Buying into Cultural Capital


          I found this week’s supplemental reading excerpt from The Culture Industry: Enlightenment as Mass Deception by Max Horkheimer and Theodor Adorno to be interesting and illuminating, particularly when paralleled with Bolter and Grusin’s Remediation.  In The Culture Industry, Horkheimer and Adorno examine popular culture as a commodifiable good, which they maintain is used to manipulate society into rampant and essentially automatic consumption.  The authors introduce the concept of cultural capital, which they explain to be, “[A] model of the huge economic machinery which has always sustained the masses, weather at work or at leisure—which is akin to work” (1114).  The danger of cultural capital, they argue, lies in its ubiquity, a circumstance that becomes problematic when combined with the assertion that, “Marked differentiations… depend not so much on subject matter as on classifying, organizing, and labeling consumers.  Something is provided for all so that none may escape; the distinctions are emphasized and extended” (1112).  What is emphasized in these lines is the homogeneity of cultural capital, as well as the ways in which it is self-perpetuating and constantly around us.

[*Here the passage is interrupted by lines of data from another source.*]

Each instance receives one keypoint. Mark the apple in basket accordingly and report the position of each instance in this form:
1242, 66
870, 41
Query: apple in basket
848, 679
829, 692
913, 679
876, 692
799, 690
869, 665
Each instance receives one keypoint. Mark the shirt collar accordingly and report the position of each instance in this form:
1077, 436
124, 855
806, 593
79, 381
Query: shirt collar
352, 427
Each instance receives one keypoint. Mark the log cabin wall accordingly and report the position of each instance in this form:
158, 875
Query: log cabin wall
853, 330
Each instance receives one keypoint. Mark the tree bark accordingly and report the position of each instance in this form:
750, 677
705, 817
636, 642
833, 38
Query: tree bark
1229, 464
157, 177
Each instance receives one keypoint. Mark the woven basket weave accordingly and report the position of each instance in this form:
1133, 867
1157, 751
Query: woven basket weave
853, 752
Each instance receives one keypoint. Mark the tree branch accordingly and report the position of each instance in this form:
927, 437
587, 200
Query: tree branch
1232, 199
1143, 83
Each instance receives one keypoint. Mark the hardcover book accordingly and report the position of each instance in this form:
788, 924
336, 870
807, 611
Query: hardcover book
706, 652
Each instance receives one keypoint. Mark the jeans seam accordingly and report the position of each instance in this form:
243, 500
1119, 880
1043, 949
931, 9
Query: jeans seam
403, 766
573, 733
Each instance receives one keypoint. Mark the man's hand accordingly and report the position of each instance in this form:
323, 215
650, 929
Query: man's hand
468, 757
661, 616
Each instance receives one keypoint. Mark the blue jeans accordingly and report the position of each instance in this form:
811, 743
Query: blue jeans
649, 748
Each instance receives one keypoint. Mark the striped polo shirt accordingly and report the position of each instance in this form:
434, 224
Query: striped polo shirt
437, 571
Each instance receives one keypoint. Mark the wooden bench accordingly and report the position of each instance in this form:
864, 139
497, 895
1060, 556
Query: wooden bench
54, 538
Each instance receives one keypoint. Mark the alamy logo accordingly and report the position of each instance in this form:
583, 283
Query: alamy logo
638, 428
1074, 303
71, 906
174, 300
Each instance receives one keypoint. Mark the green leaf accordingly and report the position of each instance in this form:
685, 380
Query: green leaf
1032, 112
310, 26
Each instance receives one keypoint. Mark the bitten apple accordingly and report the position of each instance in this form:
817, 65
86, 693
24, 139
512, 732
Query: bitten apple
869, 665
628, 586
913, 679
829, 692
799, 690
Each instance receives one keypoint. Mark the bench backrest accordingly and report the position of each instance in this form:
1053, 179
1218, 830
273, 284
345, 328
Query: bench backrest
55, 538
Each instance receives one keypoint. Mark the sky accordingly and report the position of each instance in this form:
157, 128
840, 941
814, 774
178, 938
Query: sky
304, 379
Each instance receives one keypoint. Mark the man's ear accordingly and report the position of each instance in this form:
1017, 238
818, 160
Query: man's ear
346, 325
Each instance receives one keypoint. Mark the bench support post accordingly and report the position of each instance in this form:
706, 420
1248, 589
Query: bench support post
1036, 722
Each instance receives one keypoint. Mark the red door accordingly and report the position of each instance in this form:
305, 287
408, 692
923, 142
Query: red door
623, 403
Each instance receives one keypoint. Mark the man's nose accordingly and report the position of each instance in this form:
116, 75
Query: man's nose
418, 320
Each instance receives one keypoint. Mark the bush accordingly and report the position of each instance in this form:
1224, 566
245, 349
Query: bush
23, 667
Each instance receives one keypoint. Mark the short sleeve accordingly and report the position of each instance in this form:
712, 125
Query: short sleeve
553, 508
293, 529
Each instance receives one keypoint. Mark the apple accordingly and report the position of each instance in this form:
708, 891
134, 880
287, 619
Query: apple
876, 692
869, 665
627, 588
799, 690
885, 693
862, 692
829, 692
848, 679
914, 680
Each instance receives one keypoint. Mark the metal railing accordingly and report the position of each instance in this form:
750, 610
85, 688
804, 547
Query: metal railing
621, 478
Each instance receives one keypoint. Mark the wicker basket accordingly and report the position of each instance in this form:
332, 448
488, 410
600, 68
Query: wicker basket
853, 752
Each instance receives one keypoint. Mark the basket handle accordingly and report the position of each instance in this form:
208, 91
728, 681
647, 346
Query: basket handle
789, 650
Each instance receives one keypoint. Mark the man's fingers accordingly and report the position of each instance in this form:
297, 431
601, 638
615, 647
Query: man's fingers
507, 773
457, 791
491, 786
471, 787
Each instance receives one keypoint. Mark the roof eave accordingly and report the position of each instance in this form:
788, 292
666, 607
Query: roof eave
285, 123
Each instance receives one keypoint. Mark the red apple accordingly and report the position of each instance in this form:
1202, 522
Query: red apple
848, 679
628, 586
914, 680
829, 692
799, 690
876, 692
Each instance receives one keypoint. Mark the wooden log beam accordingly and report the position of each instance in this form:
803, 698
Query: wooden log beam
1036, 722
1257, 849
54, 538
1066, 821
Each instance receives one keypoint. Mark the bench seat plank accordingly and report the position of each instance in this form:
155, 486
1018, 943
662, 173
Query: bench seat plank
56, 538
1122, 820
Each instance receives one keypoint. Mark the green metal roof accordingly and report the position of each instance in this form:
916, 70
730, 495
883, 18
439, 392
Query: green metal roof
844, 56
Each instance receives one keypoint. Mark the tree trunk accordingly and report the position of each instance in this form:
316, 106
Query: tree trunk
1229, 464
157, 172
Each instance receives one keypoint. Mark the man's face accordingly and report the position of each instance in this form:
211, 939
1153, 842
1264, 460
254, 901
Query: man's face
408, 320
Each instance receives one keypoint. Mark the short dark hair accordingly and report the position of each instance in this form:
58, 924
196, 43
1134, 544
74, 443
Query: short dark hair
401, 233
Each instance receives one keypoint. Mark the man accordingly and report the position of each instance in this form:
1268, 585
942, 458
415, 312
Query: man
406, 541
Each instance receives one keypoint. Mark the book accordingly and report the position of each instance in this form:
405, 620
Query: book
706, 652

            Although Horkheimer and Adorno do not discuss Bolter and Grusin’s concept of remediation explicitly, I found elements of their theories referenced throughout The Culture Industry.  In relation to cultural capital as a whole, Horkheimer and Adorno write, “How formalized the procedure is can be seen when the mechanically differentiated products prove to be all alike in the end” (1112), a statement that alludes the concept of remediation.  This is not the remediation of a specific technology, as Bolter and Grusin discuss, but rather the remediation of a medium (and in this case, a power structure) that has been honed and refined to near perfection by building upon its previous procedures and operations for the ultimate goal of perfection. 
            One instance of this power structure exists in a monopoly, about which Horkheimer and Adorno write, “Under monopoly all mass culture is identical, and the lines of its artificial framework begin to show through.  The people at the top are no longer so interested in concealing monopoly: as its violence becomes more open, so its power grows” (1111). This excerpt struck me as a distinct example of hypermediation, as the authors point out the ways in which acknowledging and even emphasizing the monopoly (medium) only adds to its power.  On the other side of the spectrum, the authors write, “The more intensely and flawlessly techniques duplicate empirical objects, the easier it is today for the illusion to prevail that the outside world is the straightforward continuation of that presented on the [film] screen” (1113).  Using film as a single example among many, Horkheimer and Adorno reference the concept of immediacy by illustrating the ways in which the effaced medium of cultural capital deceives consumers by blurring the distinction between themselves, the product (commodity), and “real life,” thus causing them to regard the act of consumption as merely another automated practice.
            The hazard of cultural capital, at least on an immediate level, is the threat of homogenization and erasure.  Copies of copies of various forms of cultural capital are promulgated as “new” when they are in fact reproductions of the old, perhaps in slightly newer packaging.  Through this practice consumers remain consumers who continue to be controlled, and nothing changes or advances aside from the precision through which they are advertised and sold to.  Power remains in the same hands, and the masses threaten to be dumbed down, if not dominated by the massive societal passivity that Horkheimer and Adorno caution their readers against.  Furthermore, the presence of Bolter and Grusin’s concepts of remediation, immediacy and hypermediacy highlight the power that is inherently built into these terms.